What’s more, I have an essay in the April Our State issue titled “The Mythic School of the Mountain,” a piece about legendary Black Mountain College, which existed in the Swannanoa Valley from 1933-1957 and boasted some of the 20th Century’s most famous thinkers and artists. I devote a bit of space in the essay to the Black Mountain School of Poets (http://www.poets.org/viewmedia.php/prmMID/5648), an established and widely influential literary movement launched on North Carolina soil. Rigidly defined in Donald Allen’s watershed 1960 anthology, The New American Poetry, the canonical Black Mountain Poets are: Charles Olson, Robert Creeley, Robert Duncan, Denise Levertov, Paul Carroll, Paul Blackburn,
Edward Dorn, Jonathan Williams, Joel Oppenheimer, and Larry Eigner. The Black Mountain Poets are a key school in the pantheon of American poetry, leagued often with the Beats, the New York School and the San Francisco Renaissance. It’s important to remember that they took not only their name, but arguably aspects of their aesthetic, as well, from North Carolina.
Almost lastly, it is, after all, baseball season and I like to think of April 1st as the perfect day: when poetry, jazz and the great game itself unite to dazzle all us for the next thirty days. And it is in the spirit of that bounty that I invite you to sing along to this 1908 rendition of “Take Me Out to the Ball Game”: http://www.youtube.com/watch?v=q4-gsdLSSQ0.

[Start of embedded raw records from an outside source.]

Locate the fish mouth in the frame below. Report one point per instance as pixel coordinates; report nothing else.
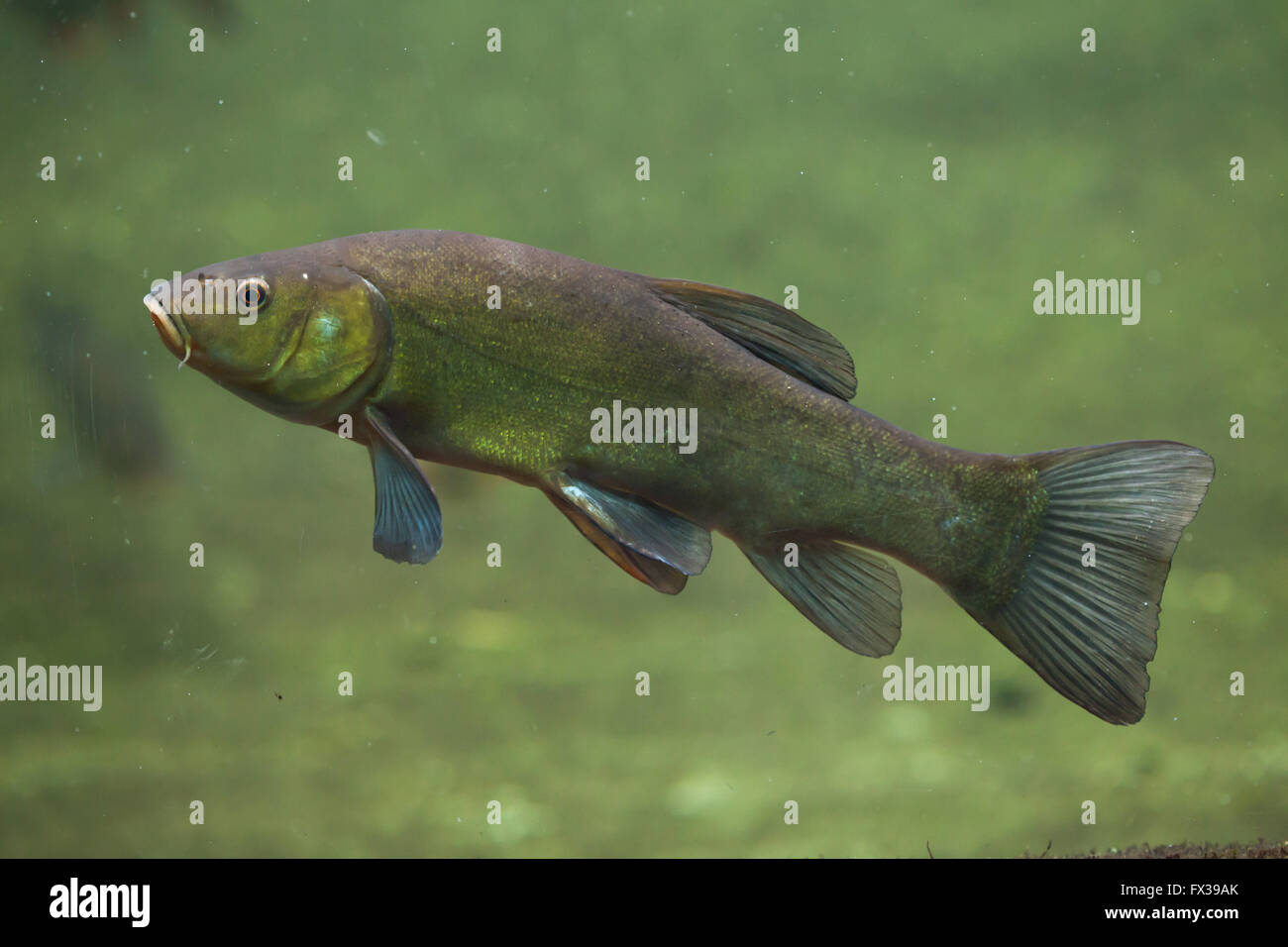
(167, 325)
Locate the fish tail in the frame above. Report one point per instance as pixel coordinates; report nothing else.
(1083, 603)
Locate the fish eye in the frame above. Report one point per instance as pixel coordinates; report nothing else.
(253, 294)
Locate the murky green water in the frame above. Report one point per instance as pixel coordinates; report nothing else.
(516, 684)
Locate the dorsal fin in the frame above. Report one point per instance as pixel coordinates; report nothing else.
(768, 331)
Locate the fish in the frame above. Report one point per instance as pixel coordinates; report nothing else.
(526, 364)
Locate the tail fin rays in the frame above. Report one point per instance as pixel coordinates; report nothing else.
(1090, 630)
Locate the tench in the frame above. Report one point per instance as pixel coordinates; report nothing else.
(653, 411)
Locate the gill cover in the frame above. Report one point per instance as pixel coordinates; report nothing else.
(320, 341)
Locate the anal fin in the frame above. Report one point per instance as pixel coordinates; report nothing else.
(850, 594)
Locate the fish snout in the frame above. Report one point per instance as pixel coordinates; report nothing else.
(166, 325)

I close today’s installment with fond birthday wishes to North Carolina poet, David Rigsbee, born on April 1; and the following poem from his book, School of the Americas (Black Lawrence Press, 2013).
Roy Orbison, New Orleans, 1984
They were micro-operas, and he
was as lifeless a tenor, as could be
propped on a stage, so hidden in black
he seemed the emissary of oblivion,
except that there was nothing
he was capable of forgetting, no hurt.
He sang of disappointment straight up;
three blondes swayed to his catatonia.
I had separated from my wife
and appeared with my new interest,
a bi-polar space invader, as the years
would prove. On this lawn of denim
and tank-tops, we too moved
with the music. For Roy,
all of life’s fullness survived only
in dreams, and because they did so
they were invariably sad, insubstantial—
yet within those boundaries, vivid.
Some years later I heard a fellow
read a paper at a conference.
His thesis was that Roy projected
a posthumous persona: the immobile,
obsidian figure drawing audiences
to that quavering falsetto, a voice
from beyond the grave, as warbly
as the gibbering, bloodthirsty ghosts
in Virgil. I mean, it was clever,
and I’ve thought of his point often.
Who doesn’t wish, in some sense,
to talk back at experience
from the perspective of the concluded self?
It is a voice devoutly to be wished
that to the hearer would be a haunting;
to the singer, proof positive.
My ex-wife remarried, and to her
I am just a short that spun its way out
before the ponderous feature starring
a regular guy. My girlfriend got help,
but not before the worst
had befallen us, not before we said
what no earthly beings could take back.
At the next stage, the lead singer
had just taken his foot off
the wah-wah pedal like a driver
leaving the accelerator before applying
the brakes. Where did they think
they were going, the show-stoppers,
when the show was not in this life,
as we had just heard, and believed?
David Rigsbee is the author of School of the Americas, The Red Tower: New and Selected Poems and 18 other books and chapbooks. He is a native of Durham.